По правде говоря, только одна Фелисия Орсини, эта амазонка, обладала качествами, необходимыми настоящей наперснице. Но где сейчас Фелисия? Неизвестно даже, вернулась ли она в монастырь. Гортензия обещала себе, что напишет ей наудачу, но сделает это чуть позже…
В ожидании оказии она решилась вести дневник. Это позволит ей хоть чем-то занять вереницу будущих монотонных дней, а главное, по мере сил прояснить собственные переживания и мысли, каковые пока сумбурно роились в голове и душе…
Она завершила письмо повторением, – впрочем, не вполне идущим от души, – своего обещания быть терпимой к тем, кто ее окружает, и исповедовать по отношению к ним христианское смирение, а также пожеланиями – во много крат более искренними – здоровья и счастья своей благородной корреспондентке. Затем она слегка присыпала послание песком, суша чернила, встряхнула листок и аккуратнейшим образом сложила его элегантным прямоугольником, на котором сверху написала адрес. Потом черкнула несколько слов Луи Верне, сообщив ему о своем «счастливом прибытии», а также записочку мадам Шове, в которой благодарила перчаточницу за приятные часы общения, скрасившие их томительное путешествие, и заботы, что помогли ей совладать со столь крутым поворотом судьбы…

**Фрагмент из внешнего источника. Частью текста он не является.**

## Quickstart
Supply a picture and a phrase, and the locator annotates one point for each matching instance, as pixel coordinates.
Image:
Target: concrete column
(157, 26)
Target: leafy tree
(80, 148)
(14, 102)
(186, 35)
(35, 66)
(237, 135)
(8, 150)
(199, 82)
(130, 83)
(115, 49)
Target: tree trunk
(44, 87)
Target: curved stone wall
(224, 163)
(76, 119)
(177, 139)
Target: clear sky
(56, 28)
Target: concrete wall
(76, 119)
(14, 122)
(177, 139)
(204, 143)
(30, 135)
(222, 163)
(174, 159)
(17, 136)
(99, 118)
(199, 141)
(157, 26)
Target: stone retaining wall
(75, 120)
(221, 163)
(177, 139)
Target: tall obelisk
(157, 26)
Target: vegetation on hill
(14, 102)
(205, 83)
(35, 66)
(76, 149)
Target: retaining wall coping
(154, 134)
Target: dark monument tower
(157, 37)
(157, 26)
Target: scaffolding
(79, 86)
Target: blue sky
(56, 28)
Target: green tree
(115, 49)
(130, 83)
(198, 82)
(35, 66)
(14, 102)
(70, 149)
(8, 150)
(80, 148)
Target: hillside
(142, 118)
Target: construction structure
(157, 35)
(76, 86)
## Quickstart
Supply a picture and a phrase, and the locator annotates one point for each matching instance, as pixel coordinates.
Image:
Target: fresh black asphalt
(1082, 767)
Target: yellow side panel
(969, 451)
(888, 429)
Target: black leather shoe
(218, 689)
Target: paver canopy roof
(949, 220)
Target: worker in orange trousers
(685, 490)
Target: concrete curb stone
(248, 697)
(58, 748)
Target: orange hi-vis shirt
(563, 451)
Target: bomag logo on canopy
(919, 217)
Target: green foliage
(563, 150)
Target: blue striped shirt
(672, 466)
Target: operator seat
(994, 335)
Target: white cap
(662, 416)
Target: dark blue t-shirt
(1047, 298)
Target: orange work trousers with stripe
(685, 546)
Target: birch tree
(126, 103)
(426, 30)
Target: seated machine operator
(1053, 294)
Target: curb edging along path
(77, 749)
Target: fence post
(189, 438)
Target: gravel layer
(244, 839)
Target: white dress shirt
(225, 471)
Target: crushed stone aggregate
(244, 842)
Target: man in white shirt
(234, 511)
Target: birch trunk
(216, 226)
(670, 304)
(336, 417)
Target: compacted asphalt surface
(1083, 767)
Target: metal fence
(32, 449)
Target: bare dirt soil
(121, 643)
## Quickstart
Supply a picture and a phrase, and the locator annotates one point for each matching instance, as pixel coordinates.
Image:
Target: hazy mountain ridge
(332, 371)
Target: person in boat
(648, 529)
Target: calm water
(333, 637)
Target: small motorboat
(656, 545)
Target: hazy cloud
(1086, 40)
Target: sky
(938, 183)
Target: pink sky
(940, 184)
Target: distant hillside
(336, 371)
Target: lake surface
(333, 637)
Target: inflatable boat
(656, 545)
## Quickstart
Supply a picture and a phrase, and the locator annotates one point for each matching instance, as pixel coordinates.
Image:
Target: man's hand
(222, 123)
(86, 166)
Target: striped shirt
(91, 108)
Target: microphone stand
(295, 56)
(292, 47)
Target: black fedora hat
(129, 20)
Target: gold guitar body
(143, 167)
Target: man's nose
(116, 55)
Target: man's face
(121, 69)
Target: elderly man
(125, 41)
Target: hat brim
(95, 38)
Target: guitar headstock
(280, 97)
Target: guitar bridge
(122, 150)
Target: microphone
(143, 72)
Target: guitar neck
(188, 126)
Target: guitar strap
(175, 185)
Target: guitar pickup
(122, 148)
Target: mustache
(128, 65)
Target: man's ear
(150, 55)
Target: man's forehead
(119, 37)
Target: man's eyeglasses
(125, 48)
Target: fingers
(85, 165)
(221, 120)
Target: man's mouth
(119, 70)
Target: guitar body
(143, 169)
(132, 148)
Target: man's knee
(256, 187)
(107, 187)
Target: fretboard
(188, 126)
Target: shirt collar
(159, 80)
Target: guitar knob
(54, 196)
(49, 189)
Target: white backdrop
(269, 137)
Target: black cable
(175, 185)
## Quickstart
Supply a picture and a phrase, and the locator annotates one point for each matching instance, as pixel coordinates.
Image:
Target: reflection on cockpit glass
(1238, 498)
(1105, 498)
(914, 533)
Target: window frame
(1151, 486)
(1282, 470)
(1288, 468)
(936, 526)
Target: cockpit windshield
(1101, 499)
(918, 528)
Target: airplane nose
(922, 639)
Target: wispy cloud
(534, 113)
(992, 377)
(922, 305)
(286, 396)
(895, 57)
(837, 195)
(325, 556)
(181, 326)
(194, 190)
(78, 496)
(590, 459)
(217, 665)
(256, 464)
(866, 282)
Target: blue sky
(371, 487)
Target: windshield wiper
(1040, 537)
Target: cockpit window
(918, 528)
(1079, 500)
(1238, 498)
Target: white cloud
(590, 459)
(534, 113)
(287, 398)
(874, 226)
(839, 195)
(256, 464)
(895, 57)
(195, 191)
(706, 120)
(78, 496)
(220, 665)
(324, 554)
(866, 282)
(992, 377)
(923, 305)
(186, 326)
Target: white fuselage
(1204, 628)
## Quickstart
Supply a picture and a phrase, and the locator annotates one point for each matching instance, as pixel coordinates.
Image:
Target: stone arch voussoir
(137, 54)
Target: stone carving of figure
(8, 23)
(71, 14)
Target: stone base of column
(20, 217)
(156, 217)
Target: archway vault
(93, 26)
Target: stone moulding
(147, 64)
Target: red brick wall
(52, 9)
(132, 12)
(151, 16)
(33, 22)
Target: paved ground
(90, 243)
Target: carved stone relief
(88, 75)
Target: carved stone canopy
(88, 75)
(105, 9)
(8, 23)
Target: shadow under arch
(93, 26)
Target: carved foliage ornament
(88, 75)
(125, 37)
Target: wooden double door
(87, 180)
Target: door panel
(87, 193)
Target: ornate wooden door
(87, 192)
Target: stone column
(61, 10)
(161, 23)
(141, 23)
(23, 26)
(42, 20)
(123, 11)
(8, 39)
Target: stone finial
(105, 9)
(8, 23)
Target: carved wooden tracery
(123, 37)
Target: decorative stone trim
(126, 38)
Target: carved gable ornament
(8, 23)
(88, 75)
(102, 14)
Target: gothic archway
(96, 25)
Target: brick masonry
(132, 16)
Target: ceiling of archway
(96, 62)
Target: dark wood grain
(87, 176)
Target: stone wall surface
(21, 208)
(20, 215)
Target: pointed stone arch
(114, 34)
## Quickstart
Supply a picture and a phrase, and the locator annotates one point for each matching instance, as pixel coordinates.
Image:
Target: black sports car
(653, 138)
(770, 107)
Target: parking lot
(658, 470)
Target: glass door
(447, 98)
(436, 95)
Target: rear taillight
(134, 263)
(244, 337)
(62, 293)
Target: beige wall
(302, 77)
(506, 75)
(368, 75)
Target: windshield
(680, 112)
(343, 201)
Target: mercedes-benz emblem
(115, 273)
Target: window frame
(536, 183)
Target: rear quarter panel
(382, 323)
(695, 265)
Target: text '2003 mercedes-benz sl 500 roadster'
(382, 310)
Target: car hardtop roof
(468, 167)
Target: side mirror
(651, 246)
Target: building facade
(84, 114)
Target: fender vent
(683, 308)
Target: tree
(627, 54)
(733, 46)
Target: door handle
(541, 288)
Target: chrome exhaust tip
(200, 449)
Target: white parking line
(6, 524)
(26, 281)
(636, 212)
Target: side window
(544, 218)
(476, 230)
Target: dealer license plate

Покончив таким образом со своими скромными светскими обязанностями, Гортензия подумала, что настало время начать первую страницу своего будущего дневника.
Исследуя комнату матери, она тщательно осмотрела маленькое бюро секретера в надежде что-нибудь обнаружить: быть может, какой-то предмет, хранивший память о той, что сидела на этом самом месте и писала на выдвижной доске, обтянутой тонкой кожей, прихваченной золочеными стальными подковками. Но нашла лишь пучок новых перьев, чернила, песок, чтобы присыпать написанное, сургуч для печатей и небольшой запас бумаги. Затем три тетради, совершенно новые – в том смысле, что никому еще не успели послужить, хотя чуть пожелтевшая бумага свидетельствовала об их почтенном возрасте.
Она взяла, не выбирая, одну из них, раскрыла и долго разглаживала ее листы ладонью, охваченная странным чувством, от которого слезы готовы были выступить на глазах. Она думала о другой руке, такой мягкой и нежной, некогда, без сомнения, касавшейся их. Вероятно, Виктория не успела ими воспользоваться. Теперь же ее дочь доверит им свой рассказ о жизни, в которой ей пока не дано ничего предвидеть.
Ее перо истрепалось от предыдущих занятий, она взяла новое, поискала ножичек с ручкой из слоновой кости, коим очинила первое, и, не найдя его сразу, стала наугад шарить в темной глубине секретера… И вдруг почувствовала, что какая-то планка скользит под пальцами, уходя в сторону.